# Complete sketchy behavior



## armywife69 (Oct 3, 2013)

My husband and I married about 6 weeks before he deployed to Afghanistan last year. When he came home, we had some major trouble reconnecting. About two months ago I found a text in his phone with some random girl asking her to go to Columbia with him, telling her he was getting a divorce...when I confronted him, he immediately apologized, changed his phone number and gave me all his passwords. About two weeks ago, he went out of town for drill and when he came home he had a password on his phone again. He takes it everywhere, shower and all. I have found a couple of inappropriate emails to a mutual friend ( calling her baby, xo, offering to buy her a new cell phone charger etc). When confronted, he became extremely defensive and blew it off like it was nothing. This is making me crazy. How do I catch him cheating like I think he is?


----------



## alte Dame (Aug 7, 2012)

A quick way is to buy a VAR (people here recommend SONY) & hide it well in his car or someplace else he feels safe to talk on the phone. Velcro it in place. Wait for a week & then listen. Usually you'll have the evidence you need.

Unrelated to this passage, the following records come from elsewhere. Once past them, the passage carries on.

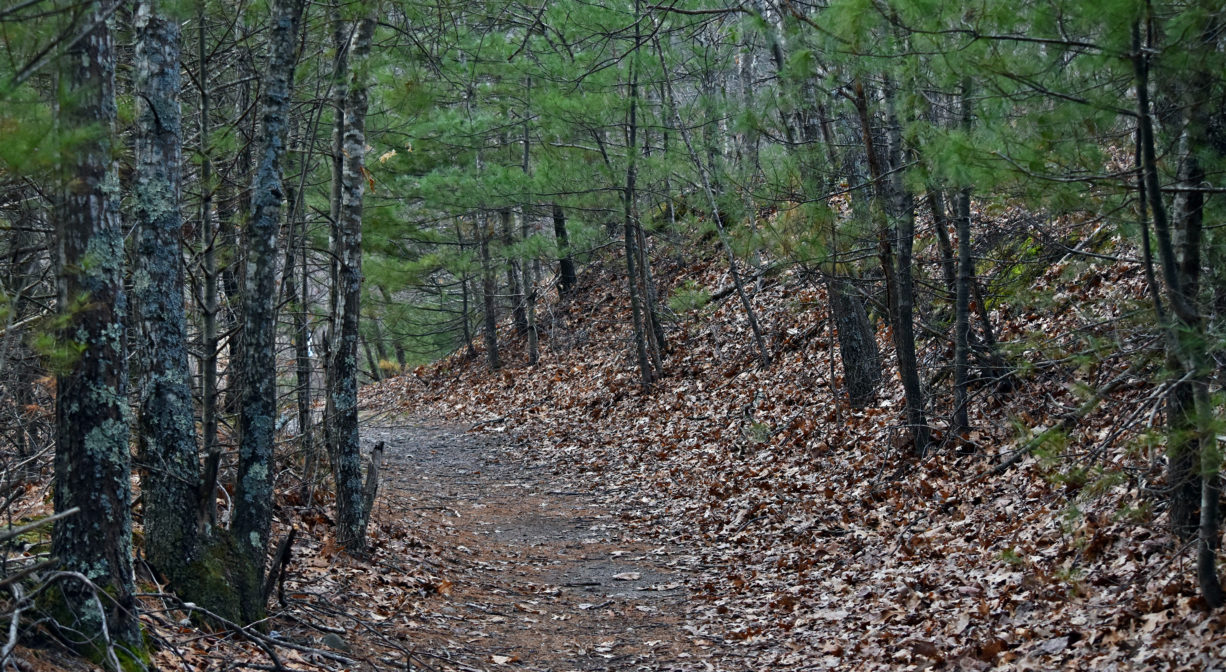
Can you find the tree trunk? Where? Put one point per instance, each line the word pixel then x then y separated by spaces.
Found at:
pixel 488 287
pixel 210 342
pixel 568 277
pixel 514 287
pixel 346 449
pixel 169 473
pixel 92 458
pixel 253 496
pixel 646 373
pixel 1186 332
pixel 857 345
pixel 896 240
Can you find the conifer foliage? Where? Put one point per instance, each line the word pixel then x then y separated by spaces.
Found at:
pixel 220 220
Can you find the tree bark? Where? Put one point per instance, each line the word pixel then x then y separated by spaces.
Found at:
pixel 91 406
pixel 1186 330
pixel 346 449
pixel 253 492
pixel 488 287
pixel 568 278
pixel 169 473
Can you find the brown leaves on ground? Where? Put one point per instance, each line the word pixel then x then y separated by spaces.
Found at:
pixel 820 542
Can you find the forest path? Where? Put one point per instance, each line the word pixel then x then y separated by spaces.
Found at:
pixel 536 573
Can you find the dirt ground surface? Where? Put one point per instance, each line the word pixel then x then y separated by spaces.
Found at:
pixel 537 574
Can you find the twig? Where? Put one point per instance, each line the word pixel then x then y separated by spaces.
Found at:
pixel 17 531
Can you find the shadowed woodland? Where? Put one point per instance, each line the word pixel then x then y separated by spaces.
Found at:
pixel 764 335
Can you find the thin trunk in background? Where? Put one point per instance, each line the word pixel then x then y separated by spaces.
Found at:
pixel 568 278
pixel 346 448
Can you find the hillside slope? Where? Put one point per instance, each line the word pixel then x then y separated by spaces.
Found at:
pixel 823 542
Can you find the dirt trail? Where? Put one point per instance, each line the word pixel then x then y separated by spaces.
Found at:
pixel 538 575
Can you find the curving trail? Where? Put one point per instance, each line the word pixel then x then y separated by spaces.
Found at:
pixel 536 574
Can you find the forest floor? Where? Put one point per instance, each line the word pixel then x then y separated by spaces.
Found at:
pixel 540 572
pixel 557 516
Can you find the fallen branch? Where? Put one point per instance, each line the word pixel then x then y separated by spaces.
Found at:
pixel 1066 423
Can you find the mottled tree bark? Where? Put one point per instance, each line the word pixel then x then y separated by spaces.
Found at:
pixel 345 448
pixel 857 343
pixel 896 240
pixel 1180 254
pixel 568 278
pixel 92 459
pixel 169 472
pixel 488 288
pixel 253 496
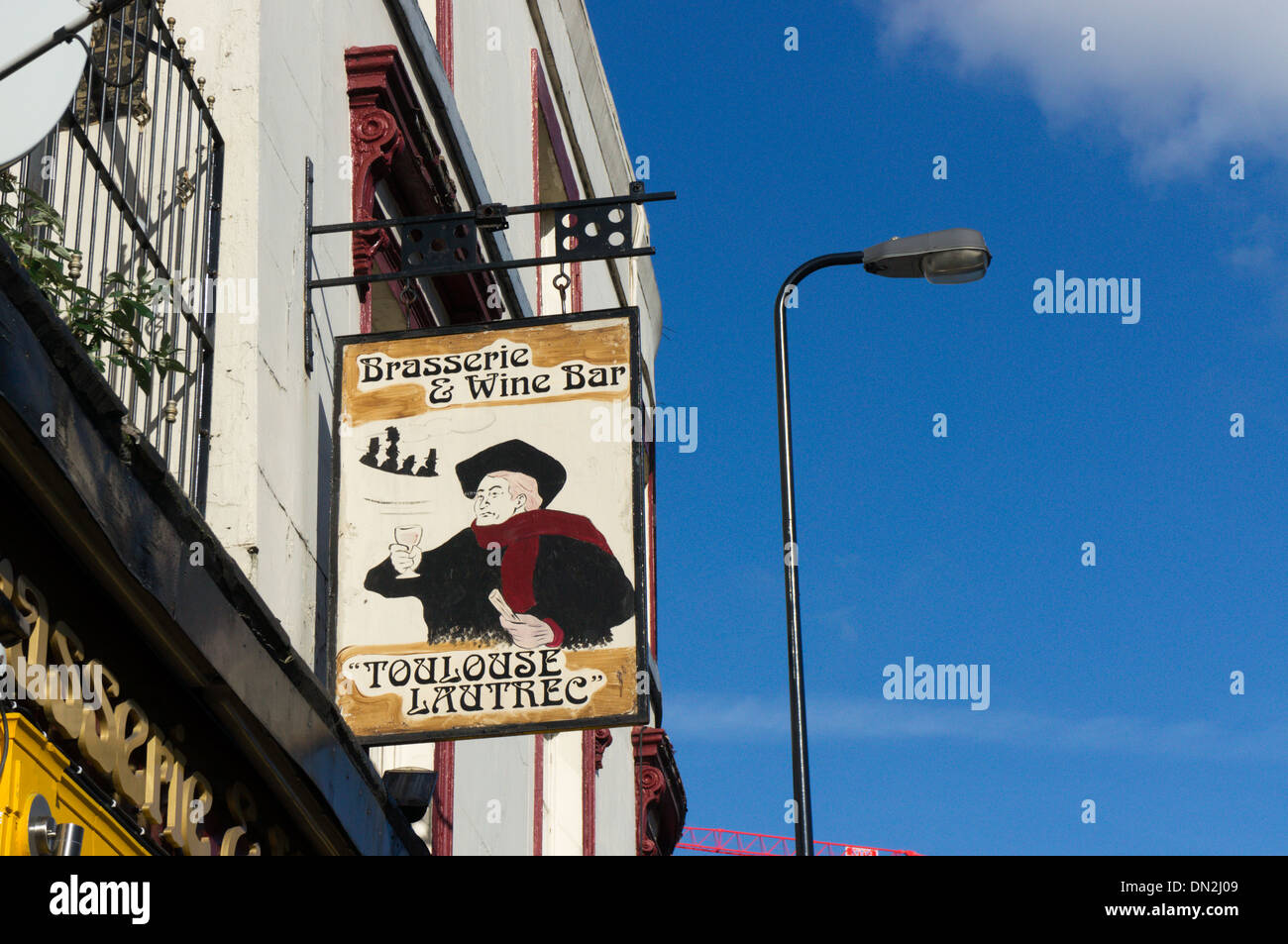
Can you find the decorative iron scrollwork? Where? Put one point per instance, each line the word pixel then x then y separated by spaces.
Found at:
pixel 592 232
pixel 183 187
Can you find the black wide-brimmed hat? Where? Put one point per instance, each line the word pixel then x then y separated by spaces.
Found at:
pixel 516 456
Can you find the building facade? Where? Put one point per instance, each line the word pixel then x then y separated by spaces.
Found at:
pixel 217 130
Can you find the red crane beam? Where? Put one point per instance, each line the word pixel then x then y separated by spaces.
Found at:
pixel 729 842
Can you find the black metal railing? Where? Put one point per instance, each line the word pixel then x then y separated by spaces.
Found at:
pixel 134 168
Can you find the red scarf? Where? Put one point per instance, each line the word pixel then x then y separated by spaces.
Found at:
pixel 520 536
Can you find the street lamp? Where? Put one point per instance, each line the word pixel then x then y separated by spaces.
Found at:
pixel 945 257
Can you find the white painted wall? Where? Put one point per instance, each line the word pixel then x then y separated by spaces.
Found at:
pixel 275 68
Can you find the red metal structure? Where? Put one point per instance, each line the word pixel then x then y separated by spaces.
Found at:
pixel 728 842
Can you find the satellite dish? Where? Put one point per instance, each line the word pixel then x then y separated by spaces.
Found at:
pixel 37 95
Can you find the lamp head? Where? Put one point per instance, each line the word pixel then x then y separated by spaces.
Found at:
pixel 945 257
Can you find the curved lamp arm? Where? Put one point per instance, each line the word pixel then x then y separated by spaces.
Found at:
pixel 797 664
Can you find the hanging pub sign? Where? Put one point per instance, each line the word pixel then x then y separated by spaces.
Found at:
pixel 489 570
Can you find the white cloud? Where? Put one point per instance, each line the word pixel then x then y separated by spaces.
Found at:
pixel 1183 81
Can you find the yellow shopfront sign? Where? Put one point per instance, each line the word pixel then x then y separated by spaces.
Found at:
pixel 34 769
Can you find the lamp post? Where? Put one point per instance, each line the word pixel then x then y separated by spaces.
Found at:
pixel 945 257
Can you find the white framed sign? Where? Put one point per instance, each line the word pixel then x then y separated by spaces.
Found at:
pixel 489 574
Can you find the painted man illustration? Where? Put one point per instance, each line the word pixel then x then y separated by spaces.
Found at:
pixel 558 582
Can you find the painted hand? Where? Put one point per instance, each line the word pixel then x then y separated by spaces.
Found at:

FWIW, from what you say, it definitely sounds like he's cheating.


----------



## armywife69 (Oct 3, 2013)

Is there a way to get his phone records? He does a lot of texting and I would love to see who he's texting and what he's saying. I've looked into the iPhone spy stick but am unsure how I would get his phone long enough to download the information (or put spyware or something like that on it for that matter). This is making me completely crazy. I need to find out sooner rather than later.


----------



## EleGirl (Dec 3, 2011)

You do not have access to his phone bill? Does it come in the mail? Have you searched to find out if he has a place where he keeps his financial papers, bills, etc?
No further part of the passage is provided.